Chuckie: Aha! He has a magic dust bag. That means he's got magic.
Molly: No, he got it for a birthday present when he was a little baby Santa Claus. Besides it costs fifteen dollars.
Chuckie: So anyone can buy a magic dust bag if they have fifteen dollars?
Molly: Yeah, but guess what?
Molly: They're sold out.
Chuckie: Well, who gave him the magic dust bag?
Molly: His mom and dad. They had enough money.
Chuckie: What kind of magic does his magic dust bag let him do?
Molly: Go up chimneys.
Chuckie: Then if he didn't have his bag, he couldn't deliver the presents.

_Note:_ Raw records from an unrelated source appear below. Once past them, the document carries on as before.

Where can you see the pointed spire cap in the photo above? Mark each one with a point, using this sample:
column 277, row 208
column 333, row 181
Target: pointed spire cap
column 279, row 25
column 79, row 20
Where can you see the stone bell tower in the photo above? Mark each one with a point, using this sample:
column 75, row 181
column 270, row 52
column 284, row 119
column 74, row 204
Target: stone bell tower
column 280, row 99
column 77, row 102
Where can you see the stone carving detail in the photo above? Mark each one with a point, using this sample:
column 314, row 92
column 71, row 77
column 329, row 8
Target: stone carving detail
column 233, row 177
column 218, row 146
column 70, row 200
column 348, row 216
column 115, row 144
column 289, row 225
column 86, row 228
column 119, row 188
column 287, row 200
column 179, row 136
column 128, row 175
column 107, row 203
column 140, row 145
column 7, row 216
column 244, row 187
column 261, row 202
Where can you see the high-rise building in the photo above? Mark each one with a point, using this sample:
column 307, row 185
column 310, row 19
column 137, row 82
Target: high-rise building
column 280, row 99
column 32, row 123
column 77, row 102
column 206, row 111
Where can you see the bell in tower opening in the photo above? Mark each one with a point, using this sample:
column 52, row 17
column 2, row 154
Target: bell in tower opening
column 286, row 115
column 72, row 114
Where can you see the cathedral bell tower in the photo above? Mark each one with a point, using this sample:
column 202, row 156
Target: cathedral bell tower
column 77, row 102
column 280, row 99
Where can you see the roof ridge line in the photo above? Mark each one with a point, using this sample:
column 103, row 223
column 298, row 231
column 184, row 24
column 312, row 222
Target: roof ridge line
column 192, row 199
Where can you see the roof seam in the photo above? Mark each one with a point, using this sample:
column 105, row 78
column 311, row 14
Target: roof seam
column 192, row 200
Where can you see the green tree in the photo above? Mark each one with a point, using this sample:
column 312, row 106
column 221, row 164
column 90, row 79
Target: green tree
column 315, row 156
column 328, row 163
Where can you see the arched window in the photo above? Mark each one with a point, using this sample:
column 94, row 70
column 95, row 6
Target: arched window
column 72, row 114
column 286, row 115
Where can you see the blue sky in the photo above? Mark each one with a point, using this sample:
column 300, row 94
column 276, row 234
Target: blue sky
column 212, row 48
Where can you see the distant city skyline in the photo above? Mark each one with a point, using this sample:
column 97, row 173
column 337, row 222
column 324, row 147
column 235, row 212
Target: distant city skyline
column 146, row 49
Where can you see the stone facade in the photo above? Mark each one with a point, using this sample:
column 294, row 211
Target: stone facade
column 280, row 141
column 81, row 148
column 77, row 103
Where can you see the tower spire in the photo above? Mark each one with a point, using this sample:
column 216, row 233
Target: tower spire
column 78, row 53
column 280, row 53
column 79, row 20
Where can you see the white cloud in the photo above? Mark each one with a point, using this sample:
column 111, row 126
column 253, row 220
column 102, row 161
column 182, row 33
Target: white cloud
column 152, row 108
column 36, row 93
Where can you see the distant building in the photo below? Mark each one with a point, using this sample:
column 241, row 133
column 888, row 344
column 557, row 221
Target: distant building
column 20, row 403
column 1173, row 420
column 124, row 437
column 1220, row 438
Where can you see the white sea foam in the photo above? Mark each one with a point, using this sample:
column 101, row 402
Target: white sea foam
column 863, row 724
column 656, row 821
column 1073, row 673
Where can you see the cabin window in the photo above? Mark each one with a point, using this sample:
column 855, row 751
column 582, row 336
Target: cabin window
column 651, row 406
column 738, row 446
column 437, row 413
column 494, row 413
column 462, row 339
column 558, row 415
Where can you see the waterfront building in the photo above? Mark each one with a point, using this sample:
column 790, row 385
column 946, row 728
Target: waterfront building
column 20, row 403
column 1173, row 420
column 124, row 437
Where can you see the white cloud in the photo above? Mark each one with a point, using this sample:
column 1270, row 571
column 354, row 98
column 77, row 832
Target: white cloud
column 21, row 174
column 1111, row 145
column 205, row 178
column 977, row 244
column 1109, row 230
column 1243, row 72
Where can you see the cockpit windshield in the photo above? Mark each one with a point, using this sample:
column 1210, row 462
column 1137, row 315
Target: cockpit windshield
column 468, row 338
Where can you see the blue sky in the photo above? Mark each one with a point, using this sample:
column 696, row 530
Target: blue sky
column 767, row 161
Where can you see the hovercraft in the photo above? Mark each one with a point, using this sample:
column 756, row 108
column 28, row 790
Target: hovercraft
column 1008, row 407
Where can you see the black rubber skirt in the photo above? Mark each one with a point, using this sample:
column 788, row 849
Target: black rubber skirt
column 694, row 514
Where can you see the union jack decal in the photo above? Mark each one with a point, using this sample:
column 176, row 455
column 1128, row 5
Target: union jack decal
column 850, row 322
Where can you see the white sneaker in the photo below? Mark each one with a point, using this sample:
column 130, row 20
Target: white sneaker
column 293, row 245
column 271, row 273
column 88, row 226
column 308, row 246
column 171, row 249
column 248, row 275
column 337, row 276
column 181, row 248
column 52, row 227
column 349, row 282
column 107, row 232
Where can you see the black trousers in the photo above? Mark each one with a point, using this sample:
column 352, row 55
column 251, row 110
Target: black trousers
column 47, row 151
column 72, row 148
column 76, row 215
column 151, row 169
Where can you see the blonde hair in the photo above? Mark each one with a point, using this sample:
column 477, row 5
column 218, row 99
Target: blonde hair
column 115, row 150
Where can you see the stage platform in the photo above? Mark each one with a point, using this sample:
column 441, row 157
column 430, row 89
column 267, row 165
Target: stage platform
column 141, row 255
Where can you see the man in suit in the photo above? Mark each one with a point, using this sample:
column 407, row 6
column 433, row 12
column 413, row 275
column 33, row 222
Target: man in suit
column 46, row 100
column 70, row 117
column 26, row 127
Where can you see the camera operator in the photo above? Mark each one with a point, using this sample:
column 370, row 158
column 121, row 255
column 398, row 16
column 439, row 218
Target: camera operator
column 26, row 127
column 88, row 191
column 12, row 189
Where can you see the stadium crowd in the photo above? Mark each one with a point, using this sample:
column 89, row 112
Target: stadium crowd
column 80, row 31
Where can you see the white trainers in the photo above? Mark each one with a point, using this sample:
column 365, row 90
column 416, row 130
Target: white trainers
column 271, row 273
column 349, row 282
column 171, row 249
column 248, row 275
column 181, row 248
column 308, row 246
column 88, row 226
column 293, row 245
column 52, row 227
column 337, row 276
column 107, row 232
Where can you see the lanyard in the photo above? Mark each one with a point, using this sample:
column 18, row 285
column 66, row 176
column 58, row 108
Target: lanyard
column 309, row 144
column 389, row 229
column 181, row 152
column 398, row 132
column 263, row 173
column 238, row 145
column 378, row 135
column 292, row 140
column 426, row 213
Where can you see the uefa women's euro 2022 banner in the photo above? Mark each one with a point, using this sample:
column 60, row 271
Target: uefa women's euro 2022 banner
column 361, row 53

So Santa needs magic to deliver presents.
Molly: No, no one needs magic to just get up a chimney. It just makes it easier.
Chuckie: What if he didn't have his magic dust bag at all?
Molly: He could use the doors or windows to get into the houses.
Chuckie: Santa works with elves. Aren't they magic?
Molly: No. Live elves aren't magic. They just make toys and load him sleigh.
Chuckie: How does Rudolph's nose glow? Isn't that magic?
Molly: No, he was just born with a glowing nose. Like how I was born with green eyes and you were born with green eyes and mommy was born with brown eyes.
Chuckie: So, it's a genetic thing?
Molly: Um, yeah.
Chuckie: What are Santa's reindeer's names?
Molly: Rudolph, and um, Charlene, and uh... Wrinkled? And there are some other ones. But Rudolph is the important one.
Chuckie: Wait a minute! How does Santa fit all of the presents into one bag? That has to be magic!
Molly: No, he has a big, big bag that stretches.
Chuckie: How does he know what presents go to what kid? Magic?
Molly: No, he knows because he writes their names on the presents.
Chuckie: How does he eat all of the cookies and drink all of the milk at every single house? Magic?
Molly: No, he's just really hungry and really thirsty a lot. Sometimes he gets too full. Even him reindeers get something to eat.
Chuckie: Why does Santa give presents?
Molly: Because he's nice. Except to naught kids. But they're naughty.
Chuckie: Are you nice?
Chuckie: Is there anything else that you want to tell people about Santa Claus?
Molly: Wait! We never talked about Mrs. Santa Claus.
Chuckie: Okay, what do you know about her?
Molly: She has white hair.
Chuckie: Is she nice?
Molly: (Molly nods.)
Chuckie: Oh, wait! I know! Mrs. Claus is magic and gives Santa magic powers, right?
Molly: No, she's not magic. She's just an old lady who married Santa Claus.
Chuckie: Ouch. Okay. So, is there anything else you want to tell everyone about Santa Claus or Christmas?
Molly: I think people should be helpful and good to each other.
So, that's Santa's powers, each grounded in scientific explanation. If there is magic in Christmas, it's tucked away in a little's girl's firm belief in science. Oh, and while I was formatting this, Molly came back over to me and we had this exchange:
Chuckie: Yes, Pixie?
Molly: Are you surprised that I know so much about Santa?
Chuckie: Yes, I am. You know a real lot.
Molly: Are you proud that I know so much about Santa and science?
Chuckie: Of course I am, Sweety. I'm always so proud of you.
Molly: Even though you tried to trick me to think that Santa was magic?
Chuckie: I wasn't trying to trick you, Pixie. We were just talking about things. I'm very proud about how you stuck to your beliefs.
Molly: Thank you. Daddy, when you're done, can we write a thank-you letter to Santa for giving everyone presents?
Chuckie: Sure, Pixie.
So whether you believe in the magic of the season, or the science of the season, Merry Christmas everyone.